Junaid Mujaver, Partner of Financial Services at consultancy Newton, felt that “a significant proportion of the population” doesn’t know or understand what the interest rate and its fluctuations mean for their finances.
The hike was hardly news. The UK boasts the fastest wage growth and one of the tightest labour markets within developed markets
He added: “The data shows that this is noticeably high amongst those identified as ‘financially vulnerable’, with almost half (46%) incorrectly believing that higher interest rates either don’t impact the cost of borrowing money or make the cost of borrowing money lower. Financial vulnerability covers anyone who struggles to understand conversations about money and finances, who couldn’t make financial decisions without help, who is not confident with their literacy skills, or who is barely able to make ends meet.
“Financial services providers need to step up and take note, because if vulnerable customers are struggling to understand the cost of borrowing, they are at risk of being mis-sold credit or loans – which can include mortgages, banks, car finance and student finance. With Consumer Duty fast approaching, these providers need to be proactive in ensuring their digital journeys offer full and clear explanations of what a borrowing commitment entails and are adapted to be accessible and understandable for the financially vulnerable so that no one is being under-serviced or overlooked by their provider.”
George Lagarias, Chief Economist at Mazars said: “The hike was hardly news. The UK boasts the fastest wage growth and one of the tightest labour markets within developed markets. This means that inflation is becoming entrenched.

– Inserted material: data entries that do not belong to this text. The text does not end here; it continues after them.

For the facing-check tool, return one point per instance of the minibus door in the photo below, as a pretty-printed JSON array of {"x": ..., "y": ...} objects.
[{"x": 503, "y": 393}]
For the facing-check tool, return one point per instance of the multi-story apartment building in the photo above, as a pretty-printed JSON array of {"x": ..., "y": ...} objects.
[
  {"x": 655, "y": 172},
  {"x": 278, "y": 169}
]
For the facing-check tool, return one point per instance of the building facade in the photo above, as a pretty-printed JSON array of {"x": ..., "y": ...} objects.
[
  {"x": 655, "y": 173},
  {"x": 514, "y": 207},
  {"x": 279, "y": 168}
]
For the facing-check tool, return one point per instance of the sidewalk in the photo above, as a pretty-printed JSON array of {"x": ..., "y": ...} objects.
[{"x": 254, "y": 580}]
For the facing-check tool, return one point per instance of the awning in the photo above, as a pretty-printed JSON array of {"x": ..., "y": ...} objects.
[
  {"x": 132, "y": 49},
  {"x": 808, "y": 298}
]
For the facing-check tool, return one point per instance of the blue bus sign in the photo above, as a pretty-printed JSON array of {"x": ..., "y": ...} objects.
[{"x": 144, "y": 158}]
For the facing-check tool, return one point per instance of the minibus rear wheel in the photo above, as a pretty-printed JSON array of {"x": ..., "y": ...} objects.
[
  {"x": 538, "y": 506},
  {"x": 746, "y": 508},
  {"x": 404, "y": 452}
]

“The Bank of England has little alternative other than tightening the money supply, in order to curb consumer demand. Homeowners who were eagerly waiting for their refinancing rates to drop may be in for a disappointment.

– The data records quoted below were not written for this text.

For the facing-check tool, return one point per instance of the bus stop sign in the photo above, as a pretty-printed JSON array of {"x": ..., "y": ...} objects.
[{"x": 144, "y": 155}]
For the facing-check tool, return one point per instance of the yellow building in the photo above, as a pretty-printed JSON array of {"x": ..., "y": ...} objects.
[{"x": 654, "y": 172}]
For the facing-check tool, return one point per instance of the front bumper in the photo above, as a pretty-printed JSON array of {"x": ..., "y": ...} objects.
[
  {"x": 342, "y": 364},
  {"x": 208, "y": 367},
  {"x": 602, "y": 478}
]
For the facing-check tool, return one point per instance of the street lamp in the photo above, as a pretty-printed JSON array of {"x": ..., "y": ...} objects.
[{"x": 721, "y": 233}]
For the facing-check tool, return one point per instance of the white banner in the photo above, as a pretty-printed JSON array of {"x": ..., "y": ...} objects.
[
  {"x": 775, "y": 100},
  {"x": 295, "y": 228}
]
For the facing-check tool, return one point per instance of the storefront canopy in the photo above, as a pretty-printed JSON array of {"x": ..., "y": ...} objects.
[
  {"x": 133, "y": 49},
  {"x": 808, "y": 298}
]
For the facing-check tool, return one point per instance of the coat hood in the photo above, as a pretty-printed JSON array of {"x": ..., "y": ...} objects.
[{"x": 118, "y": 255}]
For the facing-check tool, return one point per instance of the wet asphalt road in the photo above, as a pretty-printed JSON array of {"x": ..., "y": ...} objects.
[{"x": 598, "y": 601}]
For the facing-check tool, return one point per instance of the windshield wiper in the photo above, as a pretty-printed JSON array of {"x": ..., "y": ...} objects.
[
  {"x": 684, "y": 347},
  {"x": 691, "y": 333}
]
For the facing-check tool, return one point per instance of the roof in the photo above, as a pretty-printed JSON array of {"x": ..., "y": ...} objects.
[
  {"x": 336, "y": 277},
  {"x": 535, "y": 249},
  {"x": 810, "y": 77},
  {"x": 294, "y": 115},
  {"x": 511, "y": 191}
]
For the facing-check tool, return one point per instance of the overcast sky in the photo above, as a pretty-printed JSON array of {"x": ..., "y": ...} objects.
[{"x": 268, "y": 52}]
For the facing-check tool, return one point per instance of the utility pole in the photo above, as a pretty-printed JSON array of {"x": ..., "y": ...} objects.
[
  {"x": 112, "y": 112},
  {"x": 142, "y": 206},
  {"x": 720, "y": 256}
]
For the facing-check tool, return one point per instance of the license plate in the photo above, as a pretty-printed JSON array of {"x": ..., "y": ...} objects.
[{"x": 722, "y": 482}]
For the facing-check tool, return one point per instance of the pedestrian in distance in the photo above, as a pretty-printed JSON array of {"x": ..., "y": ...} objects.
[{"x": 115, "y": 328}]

“Unless we see a financial accident that could affect the banking sector, or some sort of other systemic event, we expect the central bank to continue to tighten rates, despite the economic slowdown.”
Michael McGowan, Managing Director, Bibby Foreign Exchange at Bibby Financial Services. described the rate rise as of little surprise – but warns that many businesses will face even higher borrowing and re-financing costs, calling on exporters to consider how best to mitigate the risk of profit erosion by paying close attention to foreign currency needs.
“The knock-on impact of this latest interest rate hike will also strengthen sterling, further compounding the challenges for businesses seeking new markets internationally. One thing exporters would do well to consider is how to best mitigate the risk of profit erosion by paying close attention to their foreign currency needs.”